Alyssa Diane Grenfell Carpenter (born October 27, 1992), known as Alyssa Grenfell, is an American author, YouTuber, atheist, and former member of the Church of Jesus Christ of Latter-day Saints (LDS Church). She is best known for her social media content and her memoir How to Leave the Mormon Church: An Exmormon's Guide to Rebuilding After Religion (2023).

== Background ==
Grenfell was born in Utah and also spent time as a child living in Texas and Kentucky. She was raised in a family of LDS Church members and attended Brigham Young University (BYU) to become an English teacher, where she adhered to the church's social and religious guidelines. She married at 23, fulfilling traditional expectations of her upbringing. Grenfell has stated she is a descendant of Sanford Porter, one of the first two hundred Mormon converts, who founded the town of Porterville, Utah.

Grenfell's departure from the LDS Church began in her mid-20s. Key motivations included disillusionment with the church’s teachings on gender roles, marriage, and personal autonomy. Her personal revelations, coupled with historical and cultural critiques of the church, deepened her conviction to leave.

Following her break from the LDS Church at age 23, Grenfell prayed nightly, initially hoping to retain a relationship with God outside the context of Mormonism; she also began attending services at a non-denominational Christian church. She subsequently came to the conclusion that neither God nor any other deity existed and began identifying as an atheist, explaining that she came to "value evidence and data over dogma." Grenfell has cited several reasons she no longer believes in the existence of God. In addition to a general lack of evidence, this includes most people defaulting to the religion of their parents (rather than gravitating en masse to an obviously true faith), the existence of human suffering (particularly that exacerbated by wealth inequality), and the imperfection of the human body (challenging the concept of God as a perfect designer). Grenfell has also rejected the suggestion that she would have found fulfillment in another Christian sect, saying sexism, hierarchism, and the inability to adequately explain why God would disproportionately allow the poor to suffer are common elements across all traditions she researched.

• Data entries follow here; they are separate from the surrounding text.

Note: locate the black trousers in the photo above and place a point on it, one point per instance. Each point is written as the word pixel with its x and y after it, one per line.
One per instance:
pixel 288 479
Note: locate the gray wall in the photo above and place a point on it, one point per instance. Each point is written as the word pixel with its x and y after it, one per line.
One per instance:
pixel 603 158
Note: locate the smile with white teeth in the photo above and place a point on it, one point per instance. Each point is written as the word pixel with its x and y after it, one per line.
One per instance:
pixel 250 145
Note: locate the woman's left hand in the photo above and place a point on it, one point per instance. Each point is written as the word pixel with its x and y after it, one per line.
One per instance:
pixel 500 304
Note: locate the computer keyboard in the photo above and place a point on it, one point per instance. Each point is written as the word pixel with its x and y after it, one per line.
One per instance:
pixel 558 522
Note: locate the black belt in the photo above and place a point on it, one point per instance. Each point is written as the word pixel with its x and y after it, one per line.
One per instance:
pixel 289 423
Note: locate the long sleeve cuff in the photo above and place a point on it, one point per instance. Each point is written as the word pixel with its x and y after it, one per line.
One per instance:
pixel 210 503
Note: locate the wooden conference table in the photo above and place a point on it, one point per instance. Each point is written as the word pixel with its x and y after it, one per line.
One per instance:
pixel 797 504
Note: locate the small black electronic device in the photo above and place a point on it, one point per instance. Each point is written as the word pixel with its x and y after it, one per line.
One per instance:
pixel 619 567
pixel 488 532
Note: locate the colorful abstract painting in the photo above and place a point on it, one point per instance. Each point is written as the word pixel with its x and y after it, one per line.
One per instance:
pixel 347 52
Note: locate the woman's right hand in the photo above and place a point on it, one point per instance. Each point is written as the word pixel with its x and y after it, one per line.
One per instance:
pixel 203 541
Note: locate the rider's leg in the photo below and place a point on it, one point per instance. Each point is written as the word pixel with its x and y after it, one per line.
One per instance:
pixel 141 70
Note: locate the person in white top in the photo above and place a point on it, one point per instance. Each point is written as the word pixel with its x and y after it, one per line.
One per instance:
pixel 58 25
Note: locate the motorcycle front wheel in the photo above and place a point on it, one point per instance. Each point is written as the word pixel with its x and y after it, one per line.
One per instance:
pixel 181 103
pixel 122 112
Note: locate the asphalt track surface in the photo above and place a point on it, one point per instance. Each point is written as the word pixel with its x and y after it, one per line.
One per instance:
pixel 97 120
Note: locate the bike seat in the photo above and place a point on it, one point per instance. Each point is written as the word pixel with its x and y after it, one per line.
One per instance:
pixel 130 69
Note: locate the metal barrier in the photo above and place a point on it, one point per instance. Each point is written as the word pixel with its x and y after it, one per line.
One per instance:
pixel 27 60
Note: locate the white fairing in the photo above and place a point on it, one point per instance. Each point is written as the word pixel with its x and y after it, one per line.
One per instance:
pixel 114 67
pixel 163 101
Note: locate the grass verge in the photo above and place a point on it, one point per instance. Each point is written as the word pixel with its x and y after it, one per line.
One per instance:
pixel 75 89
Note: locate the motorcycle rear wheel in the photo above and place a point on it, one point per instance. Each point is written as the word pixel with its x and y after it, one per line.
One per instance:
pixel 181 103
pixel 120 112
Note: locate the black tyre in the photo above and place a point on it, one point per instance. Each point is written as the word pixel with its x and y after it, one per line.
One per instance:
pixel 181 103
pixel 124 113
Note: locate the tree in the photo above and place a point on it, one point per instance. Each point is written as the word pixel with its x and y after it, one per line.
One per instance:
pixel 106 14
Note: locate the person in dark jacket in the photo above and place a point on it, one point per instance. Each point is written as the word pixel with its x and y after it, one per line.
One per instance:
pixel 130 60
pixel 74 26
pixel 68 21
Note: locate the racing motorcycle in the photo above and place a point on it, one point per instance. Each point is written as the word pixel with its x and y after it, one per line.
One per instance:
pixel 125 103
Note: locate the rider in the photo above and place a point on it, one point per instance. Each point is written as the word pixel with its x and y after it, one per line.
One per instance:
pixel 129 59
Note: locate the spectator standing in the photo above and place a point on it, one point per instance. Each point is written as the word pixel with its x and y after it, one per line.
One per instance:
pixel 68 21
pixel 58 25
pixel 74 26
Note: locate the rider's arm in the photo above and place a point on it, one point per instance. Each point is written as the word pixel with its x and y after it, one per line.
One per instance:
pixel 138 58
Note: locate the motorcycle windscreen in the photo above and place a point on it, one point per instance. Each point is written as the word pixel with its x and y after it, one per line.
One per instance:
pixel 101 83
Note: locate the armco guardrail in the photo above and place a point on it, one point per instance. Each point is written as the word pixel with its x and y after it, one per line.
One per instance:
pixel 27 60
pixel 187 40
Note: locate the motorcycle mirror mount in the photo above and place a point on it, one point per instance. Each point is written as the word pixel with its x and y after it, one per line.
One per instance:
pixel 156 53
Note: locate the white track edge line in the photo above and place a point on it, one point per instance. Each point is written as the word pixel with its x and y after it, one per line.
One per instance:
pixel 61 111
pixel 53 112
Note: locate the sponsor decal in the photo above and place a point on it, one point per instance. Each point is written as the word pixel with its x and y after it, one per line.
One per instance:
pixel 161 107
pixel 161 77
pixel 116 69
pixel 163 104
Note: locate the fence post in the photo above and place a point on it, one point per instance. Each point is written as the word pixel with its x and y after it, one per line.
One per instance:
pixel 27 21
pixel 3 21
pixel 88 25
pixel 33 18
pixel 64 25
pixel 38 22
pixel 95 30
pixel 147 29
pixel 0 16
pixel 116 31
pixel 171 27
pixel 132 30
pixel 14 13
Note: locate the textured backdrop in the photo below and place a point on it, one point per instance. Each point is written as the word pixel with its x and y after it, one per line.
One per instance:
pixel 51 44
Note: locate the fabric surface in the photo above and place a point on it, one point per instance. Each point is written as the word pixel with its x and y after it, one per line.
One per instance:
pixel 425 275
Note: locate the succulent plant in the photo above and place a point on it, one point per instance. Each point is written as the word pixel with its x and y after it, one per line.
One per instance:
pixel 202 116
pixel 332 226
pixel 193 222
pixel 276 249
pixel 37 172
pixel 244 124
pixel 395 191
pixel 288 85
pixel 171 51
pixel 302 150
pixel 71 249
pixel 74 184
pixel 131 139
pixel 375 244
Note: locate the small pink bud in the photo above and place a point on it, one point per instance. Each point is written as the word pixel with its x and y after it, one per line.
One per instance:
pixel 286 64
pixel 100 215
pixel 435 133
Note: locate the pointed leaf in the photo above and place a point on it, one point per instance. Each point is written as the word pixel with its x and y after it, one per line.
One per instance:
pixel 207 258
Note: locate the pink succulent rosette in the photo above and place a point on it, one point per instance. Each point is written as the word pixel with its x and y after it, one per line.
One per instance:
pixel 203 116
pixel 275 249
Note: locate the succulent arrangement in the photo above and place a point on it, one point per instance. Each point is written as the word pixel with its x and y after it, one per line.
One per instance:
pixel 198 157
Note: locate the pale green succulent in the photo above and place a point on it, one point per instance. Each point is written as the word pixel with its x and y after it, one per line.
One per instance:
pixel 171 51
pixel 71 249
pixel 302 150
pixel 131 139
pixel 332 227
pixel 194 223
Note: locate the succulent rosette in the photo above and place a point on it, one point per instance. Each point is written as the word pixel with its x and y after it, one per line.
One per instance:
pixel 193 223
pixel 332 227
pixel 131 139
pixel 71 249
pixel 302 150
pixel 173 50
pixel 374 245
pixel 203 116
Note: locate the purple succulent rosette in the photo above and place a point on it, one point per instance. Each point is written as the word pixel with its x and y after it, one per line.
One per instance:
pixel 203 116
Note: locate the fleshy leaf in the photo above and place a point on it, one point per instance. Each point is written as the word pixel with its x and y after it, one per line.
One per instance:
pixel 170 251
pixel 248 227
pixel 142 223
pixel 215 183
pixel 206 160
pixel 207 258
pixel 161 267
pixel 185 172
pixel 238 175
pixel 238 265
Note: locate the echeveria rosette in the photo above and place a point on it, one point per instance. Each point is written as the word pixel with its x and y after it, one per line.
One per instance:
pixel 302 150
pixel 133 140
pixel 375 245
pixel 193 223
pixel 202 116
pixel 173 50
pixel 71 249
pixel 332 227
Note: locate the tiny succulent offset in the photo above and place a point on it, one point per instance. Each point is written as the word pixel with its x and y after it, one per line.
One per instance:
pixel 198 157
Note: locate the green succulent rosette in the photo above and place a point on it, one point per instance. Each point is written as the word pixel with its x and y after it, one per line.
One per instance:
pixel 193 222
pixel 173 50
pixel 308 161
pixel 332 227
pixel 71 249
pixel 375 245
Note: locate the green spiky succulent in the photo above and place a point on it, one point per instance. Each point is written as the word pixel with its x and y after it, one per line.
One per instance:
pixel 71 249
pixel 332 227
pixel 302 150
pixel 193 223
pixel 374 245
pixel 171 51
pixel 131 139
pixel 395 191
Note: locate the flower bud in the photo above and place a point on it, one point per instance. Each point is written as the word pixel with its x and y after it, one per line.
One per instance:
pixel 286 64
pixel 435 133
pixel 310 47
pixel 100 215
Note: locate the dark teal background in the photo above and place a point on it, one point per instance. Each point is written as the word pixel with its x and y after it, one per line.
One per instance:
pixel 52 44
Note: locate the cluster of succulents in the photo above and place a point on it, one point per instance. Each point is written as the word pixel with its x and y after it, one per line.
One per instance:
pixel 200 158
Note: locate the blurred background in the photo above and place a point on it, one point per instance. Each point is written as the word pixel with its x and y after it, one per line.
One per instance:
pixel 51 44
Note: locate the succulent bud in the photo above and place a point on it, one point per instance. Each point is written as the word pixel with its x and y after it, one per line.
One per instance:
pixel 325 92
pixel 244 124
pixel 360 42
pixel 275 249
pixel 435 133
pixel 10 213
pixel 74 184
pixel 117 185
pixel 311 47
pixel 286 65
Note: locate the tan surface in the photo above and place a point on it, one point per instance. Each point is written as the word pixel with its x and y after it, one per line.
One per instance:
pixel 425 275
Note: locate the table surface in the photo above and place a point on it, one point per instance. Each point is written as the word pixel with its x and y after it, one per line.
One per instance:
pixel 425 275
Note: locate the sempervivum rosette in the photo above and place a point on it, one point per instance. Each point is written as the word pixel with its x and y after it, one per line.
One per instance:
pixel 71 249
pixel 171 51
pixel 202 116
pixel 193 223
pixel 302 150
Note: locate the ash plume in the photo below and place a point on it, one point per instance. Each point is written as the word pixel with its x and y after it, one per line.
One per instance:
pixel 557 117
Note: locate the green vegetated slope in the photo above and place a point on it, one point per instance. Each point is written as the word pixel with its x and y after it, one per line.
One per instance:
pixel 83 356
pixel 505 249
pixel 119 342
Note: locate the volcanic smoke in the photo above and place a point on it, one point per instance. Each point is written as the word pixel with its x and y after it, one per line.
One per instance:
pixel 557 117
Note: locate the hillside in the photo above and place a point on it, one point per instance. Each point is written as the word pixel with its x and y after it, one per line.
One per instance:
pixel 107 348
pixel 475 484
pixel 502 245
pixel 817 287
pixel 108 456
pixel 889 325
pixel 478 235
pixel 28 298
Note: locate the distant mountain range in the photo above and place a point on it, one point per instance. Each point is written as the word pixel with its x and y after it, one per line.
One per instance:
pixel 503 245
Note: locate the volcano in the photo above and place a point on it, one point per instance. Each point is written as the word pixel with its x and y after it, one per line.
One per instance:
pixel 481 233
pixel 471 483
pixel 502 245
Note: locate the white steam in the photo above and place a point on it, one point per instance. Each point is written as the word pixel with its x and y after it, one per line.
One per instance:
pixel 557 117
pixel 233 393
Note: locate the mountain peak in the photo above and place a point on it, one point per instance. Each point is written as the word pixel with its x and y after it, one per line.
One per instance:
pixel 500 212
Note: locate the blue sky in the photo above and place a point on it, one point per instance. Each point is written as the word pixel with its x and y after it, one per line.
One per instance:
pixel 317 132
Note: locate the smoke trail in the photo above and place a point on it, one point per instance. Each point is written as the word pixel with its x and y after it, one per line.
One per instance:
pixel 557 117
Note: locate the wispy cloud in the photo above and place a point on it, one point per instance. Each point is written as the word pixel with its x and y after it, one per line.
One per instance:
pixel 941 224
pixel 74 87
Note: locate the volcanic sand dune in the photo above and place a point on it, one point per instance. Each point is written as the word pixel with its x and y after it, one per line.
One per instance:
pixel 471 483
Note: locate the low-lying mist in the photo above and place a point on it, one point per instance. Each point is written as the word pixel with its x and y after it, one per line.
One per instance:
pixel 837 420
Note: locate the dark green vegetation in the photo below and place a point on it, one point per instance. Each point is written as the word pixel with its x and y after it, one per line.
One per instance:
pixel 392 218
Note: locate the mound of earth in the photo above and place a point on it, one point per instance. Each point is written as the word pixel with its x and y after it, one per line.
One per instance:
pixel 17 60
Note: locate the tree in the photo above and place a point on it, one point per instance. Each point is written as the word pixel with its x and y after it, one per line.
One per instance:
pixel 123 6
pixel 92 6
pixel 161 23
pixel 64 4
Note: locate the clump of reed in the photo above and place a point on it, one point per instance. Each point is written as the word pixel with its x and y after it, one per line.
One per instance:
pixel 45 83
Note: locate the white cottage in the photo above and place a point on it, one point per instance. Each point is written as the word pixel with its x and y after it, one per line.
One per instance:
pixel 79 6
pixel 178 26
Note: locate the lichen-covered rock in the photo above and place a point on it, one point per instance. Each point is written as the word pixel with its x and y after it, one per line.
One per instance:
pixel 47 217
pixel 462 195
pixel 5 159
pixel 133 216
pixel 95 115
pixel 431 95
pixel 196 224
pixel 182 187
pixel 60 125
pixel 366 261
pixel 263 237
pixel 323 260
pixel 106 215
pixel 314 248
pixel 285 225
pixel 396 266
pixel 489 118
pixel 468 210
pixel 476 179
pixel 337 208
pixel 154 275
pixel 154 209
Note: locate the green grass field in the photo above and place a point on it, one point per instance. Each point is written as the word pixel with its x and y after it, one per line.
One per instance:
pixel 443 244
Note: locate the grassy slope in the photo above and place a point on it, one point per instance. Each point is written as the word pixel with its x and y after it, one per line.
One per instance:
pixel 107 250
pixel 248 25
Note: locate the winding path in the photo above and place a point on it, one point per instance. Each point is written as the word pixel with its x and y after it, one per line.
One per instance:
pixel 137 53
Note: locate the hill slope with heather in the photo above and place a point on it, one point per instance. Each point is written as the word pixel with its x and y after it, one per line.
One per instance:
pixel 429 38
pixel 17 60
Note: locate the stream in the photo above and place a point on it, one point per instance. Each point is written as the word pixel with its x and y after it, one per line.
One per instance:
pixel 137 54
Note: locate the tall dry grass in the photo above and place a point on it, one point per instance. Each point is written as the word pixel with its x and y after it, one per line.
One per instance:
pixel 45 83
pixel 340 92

Grenfell moved to New York City in 2017. She mentions having her first son a year after, before ultimately deciding to move to Austin, Texas highlighting negative experiences raising her child in New York City. After publishing her book in 2023, Grenfell started publicly sharing her journey of faith deconstruction on social media platforms such as YouTube and TikTok. She now documents her time as a Mormon on social media, delving into the rules she had to follow and what her day-to-day life looked like.

== Career ==
Her book, How to Leave the Mormon Church: An Exmormon's Guide to Rebuilding After Religion (2023, ISBN 9798989310517), explores her personal journey of leaving the LDS Church and provides guidance for others undergoing similar experiences. It combines memoir-style storytelling with practical advice for navigating life after leaving a high-demand religious community. It also addresses challenges such as redefining relationships, finding a new spiritual identity, and confronting religious trauma.

== Personal life ==
As of April 2025, Grenfell lives in Austin, Texas, with her husband and two sons (born around 2018 and 2022).